Book Review: Hunger Makes the Wolf by Alex Wells

16 Mar


Disclosure: Alex Wells is a pseudonym of Alex Acks, co-host here at Skiffy and Fanty. I consider them a friend.

Hob Ravani is a member of a biker outfit on Tanegawa’s World. Tanegawa’s World is a hardscrabble place, a dry and desolate world that wouldn’t draw any interest, even from the Transrift corporation, save for its considerable mineral resources. Those resources, and those resources alone, make the desert planet valuable. It’s not Arrakis, but Tanegawa’s World is still a prize to the only corporation with the capacity to travel to the stars. Not even the Federal Union that ostensibly is the government of humanity and all of its worlds has the secret to their Rift drive.

And then there is the fact that some people who live on Tanegawa’s World are affected by the strange contaminants on the planet. It IS an alien world, after all, and humans and their works and creations are intruders upon it. Humans who live away from the filtered, protected city of Newcastle are exposed to the world. They can develop unusual, exotic powers, powers that are feared by the corporation, and everyone else on the planet for that matter.  People with this contamination gone feral, called witchiness by the locals, are a breed apart. People like Hob.

Hunger Makes the Wolf, the debut novel from Alex Wells, tells Hob’s story.

Hob’s story is a classic one of rising to power and authority, and moving to do what is right. As we meet Hob, she is just an enforcer in The Ghost Wolves, a for-hire outfit that really is not much more than a gang. They ride bikes, they hire themselves out for pay (rather than being raiders and reavers) and they exist in the liminal space of the desert. Hob does not have much authority within The Ghost Wolves, even given her affinity and relationship with Old Nick, their leader. However, one inciting incident, one small pebble, is poised to launch both Hob and the Ghost Wolves down a scree slope to destinations neither Hob nor the rest of the Wolves expect. It’s interesting and intriguing character development and growth for Hob and her “family”.

The worldbuilding of the novel, no surprise, drew me in. In real life, the author is a geologist, and so brings the reader into the desert landscape in a real and immersive way. Readers who think that a desert is just endless sand dunes will be disabused of the notion, as Wells’ characters inhabit and make use of the variety of desert experience. I could feel my footsteps on the hardpan of the desert on Tanegawa’s World, the sands of the dunes, and life and a sense of place on a dry, alien world. There are hints of the bigger universe, how the Weathermen pilot ships for faster than light travel, that there are many worlds beyond Earth and Tanegawa’s World out there in this ’verse. Overall, Wells’ writing puts the reader into the universe, onto the planet, and onto the bikes and trains (oh the trains!) that cross the dusty landscape. The only other thing I could hope for, and they are sadly rather out of fashion these days, is a Clement/Anderson style description of the Tanegawa solar system.

Beyond the sense of place, and in addition to Hob, the novel’s minor thread and key focuses on Meg.

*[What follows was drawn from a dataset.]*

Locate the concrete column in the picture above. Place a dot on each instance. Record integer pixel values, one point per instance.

In a braiding loop of past and present points of view with Hob’s until they meet, we get to see Meg’s point of view of the mess that draws Hob into her story, and ultimately propels Hob’s story forward. Once they are in the same time frame, Meg’s story continues in a minor key from that point, with the novel far more interested in Hob than Meg. If Hob’s story is one of rising to authority and responsibility and taking a stand, Meg, some steps further back on the path, is of an awakening to who and what she is. I am torn that the whip-fast and lean plotting and pacing of the novel makes it impossible for Meg to get more of her story out, especially as a foil and a reflection to Hob herself.

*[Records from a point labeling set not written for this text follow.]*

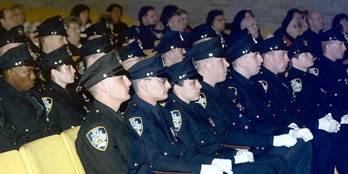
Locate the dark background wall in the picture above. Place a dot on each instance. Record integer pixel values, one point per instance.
(269, 13)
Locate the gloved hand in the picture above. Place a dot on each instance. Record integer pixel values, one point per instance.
(303, 133)
(284, 140)
(293, 126)
(344, 119)
(243, 156)
(224, 164)
(328, 124)
(211, 169)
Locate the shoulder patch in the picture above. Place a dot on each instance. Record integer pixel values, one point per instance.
(177, 119)
(202, 100)
(234, 89)
(80, 67)
(98, 137)
(296, 85)
(264, 84)
(137, 124)
(48, 102)
(314, 71)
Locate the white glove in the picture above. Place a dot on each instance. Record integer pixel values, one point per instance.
(211, 169)
(303, 133)
(284, 140)
(328, 124)
(293, 126)
(243, 156)
(224, 164)
(344, 119)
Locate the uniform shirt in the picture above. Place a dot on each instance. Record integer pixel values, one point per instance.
(106, 144)
(332, 82)
(19, 110)
(62, 106)
(154, 126)
(195, 127)
(301, 84)
(256, 110)
(230, 120)
(314, 42)
(280, 98)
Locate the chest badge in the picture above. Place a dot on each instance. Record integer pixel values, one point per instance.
(98, 137)
(137, 124)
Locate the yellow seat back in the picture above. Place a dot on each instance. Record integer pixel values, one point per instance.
(48, 155)
(12, 162)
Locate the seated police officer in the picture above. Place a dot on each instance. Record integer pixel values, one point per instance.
(52, 34)
(193, 125)
(12, 38)
(171, 47)
(332, 83)
(105, 142)
(22, 110)
(153, 123)
(62, 104)
(230, 115)
(299, 80)
(131, 54)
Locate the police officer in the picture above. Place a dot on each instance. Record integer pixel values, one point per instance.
(52, 34)
(332, 82)
(153, 123)
(231, 121)
(105, 142)
(171, 47)
(193, 125)
(21, 109)
(63, 106)
(131, 54)
(299, 80)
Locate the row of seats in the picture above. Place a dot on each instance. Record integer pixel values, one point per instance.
(55, 154)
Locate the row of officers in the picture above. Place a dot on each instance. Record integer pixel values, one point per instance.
(205, 103)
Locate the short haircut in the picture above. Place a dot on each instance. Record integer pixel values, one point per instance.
(71, 19)
(143, 12)
(212, 14)
(112, 6)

Finally, I want to mention the action beats in the novel. With a gang on a desert planet going up against a corporation and other comers, you’d expect, in addition to worldbuilding and character development, you are going to get some high-octane action. The novel delivers in spades, from up close and brutal fights, to racing alongside a train, to things I don’t want to spoil. There are quiet beats of character development and movement along those lines, and then the clean clear lines of Hob and the Wolves’ nature comes into sharp focus. The action beats are sharp and there aren’t any “50 page combats”. In addition, they are clean, clear and crisp.

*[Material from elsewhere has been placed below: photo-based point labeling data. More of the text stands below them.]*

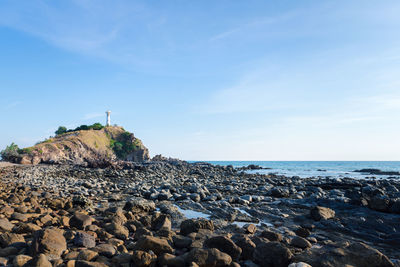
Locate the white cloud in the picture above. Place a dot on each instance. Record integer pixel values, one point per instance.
(93, 115)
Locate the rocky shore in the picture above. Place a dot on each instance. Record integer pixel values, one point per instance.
(146, 214)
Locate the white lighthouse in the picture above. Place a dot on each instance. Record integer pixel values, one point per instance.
(108, 122)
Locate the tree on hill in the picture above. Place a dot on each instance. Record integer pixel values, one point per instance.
(10, 152)
(61, 130)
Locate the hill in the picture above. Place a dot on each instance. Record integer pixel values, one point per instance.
(92, 147)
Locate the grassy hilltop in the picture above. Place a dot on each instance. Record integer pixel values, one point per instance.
(93, 145)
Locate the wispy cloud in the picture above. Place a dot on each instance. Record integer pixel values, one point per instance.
(254, 23)
(93, 115)
(86, 27)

And if the cover, with Hob in full witchiness mode, with a bike, and a spaceship in the desert world background,  doesn’t make you at least curious about the book, there is no hope for you in my eyes.

Sharp, honed, and brilliant, this debut novel makes me want more set on Tanegawa’s World, more with Hob and Mag, and just more in this universe. It’s clear there are plenty of other worlds in this universe that Wells could visit, and introduce us to the characters who inhabit them. How about it, Alex?